The 102m shift at Greenwich is due to the deflection of the vertical in exactly the same way as the shift at Arecibo. Malys et al. used a model for the Earth's gravitational field to estimate the deflection of the vertical at Greenwich, and found that it was 5.5 seconds of longitude (and about 2.2 arcseconds in latitude, which isn't important here). This makes the astronomical longitude of the Greenwich Prime Meridian 0°00′00.19″ ± 0.47″. In other words, completely consistent with it being at zero longitude, as originally defined. This means that a line passing through the centre of mass of the Earth and the GPS zero meridian 102m east of Greenwich is parallel with a locally vertical line passing through the Greenwich Prime Meridian: they point to the same place in the sky. However, a locally vertical line on the GPS zero meridian would point about 5 seconds of longitude (3.3 arcseconds at that latitude) east on the sky, meaning a transit there would take place about 0.35 seconds earlier than predicted.
A line joining zero longitude on the celestial sphere to the centre of mass of the Earth passes through the GPS zero meridian, but zero longitude on the celestial sphere appears 'straight up' on the Greenwich Prime Meridian (which is how zero longitude on the celestial sphere was originally defined).
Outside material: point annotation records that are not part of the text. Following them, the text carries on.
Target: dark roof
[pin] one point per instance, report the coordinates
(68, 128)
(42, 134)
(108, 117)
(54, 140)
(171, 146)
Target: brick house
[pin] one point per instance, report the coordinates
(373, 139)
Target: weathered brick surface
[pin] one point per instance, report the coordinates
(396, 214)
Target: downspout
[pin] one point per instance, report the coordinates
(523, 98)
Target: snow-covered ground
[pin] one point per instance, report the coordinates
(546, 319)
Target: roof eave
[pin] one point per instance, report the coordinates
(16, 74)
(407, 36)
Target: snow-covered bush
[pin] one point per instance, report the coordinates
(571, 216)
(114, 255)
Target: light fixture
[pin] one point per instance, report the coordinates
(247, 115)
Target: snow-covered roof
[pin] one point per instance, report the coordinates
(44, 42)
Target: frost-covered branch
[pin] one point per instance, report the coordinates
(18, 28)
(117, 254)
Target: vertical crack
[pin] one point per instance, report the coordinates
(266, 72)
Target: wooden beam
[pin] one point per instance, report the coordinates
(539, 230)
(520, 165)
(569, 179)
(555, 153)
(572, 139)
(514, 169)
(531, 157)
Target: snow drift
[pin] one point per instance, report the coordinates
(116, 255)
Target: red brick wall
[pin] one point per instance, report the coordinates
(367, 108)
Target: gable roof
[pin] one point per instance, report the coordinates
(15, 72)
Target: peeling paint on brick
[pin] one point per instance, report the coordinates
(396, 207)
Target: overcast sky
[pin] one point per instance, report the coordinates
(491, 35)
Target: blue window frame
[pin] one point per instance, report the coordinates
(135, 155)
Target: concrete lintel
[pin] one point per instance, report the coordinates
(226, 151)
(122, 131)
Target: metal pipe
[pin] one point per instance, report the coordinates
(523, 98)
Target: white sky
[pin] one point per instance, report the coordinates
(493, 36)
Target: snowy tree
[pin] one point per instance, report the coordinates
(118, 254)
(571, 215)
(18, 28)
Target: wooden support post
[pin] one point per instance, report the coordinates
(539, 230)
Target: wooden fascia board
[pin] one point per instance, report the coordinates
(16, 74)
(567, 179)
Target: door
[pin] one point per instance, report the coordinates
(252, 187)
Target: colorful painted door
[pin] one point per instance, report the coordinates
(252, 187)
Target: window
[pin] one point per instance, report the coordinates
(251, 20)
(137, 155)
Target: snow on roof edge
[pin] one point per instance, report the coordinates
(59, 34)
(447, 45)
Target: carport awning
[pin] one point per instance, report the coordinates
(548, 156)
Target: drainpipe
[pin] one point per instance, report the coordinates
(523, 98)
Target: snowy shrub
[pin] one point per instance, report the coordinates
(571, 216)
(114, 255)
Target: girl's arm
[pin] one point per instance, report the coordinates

As the celestial sphere is effectively at an infinite distance, the line from the Earth's centre of mass to zero on the celestial sphere and the line from Greenwich to zero on the celestial sphere are essentially parallel in reality, but that would require an infinitely large figure to show!
So, where does the "improving technology" come in? Satellite measurements force the vertical to be towards the Earth's centre of mass – which is what the satellites are orbiting. Furthermore, we now want a single system that will cover the entire globe – it is much easier to get a match between astronomical and geodetic coordinates when trying to only map a single continent. In North America, the ellipsoid (approximation to the shape of the Earth) worked out by Alexander Clarke in 1866 is generally off from the true shape of the Earth (i.e. sea level) by less than 10m, while the ellipsoid used for the GPS coordinate system is always off by at least 15m and often more. But the North American ellipsoid, and the 1901/1927 North American Datum coordinate system based on it, would fail dismally if extended over the entire world, while the GPS system works approximately equally badly everywhere.[1] This is why GPS heights are often significantly off from heights measured from sea level – the difference is about 60m in Arecibo.

In summary: The Greenwich Prime Meridian is the line of zero longitude defined astronomically, with vertical defined by local gravity. The GPS zero meridian is the line of zero longitude defined geodetically, with vertical passing through the centre of mass of the Earth. If you calculate a point on the sky that will be overhead at zero longitude at a certain time, it will be overhead on the Greenwich Prime Meridian, not the GPS zero meridian. Airy wasn't wrong, he was simply using a different definition of 'vertical'.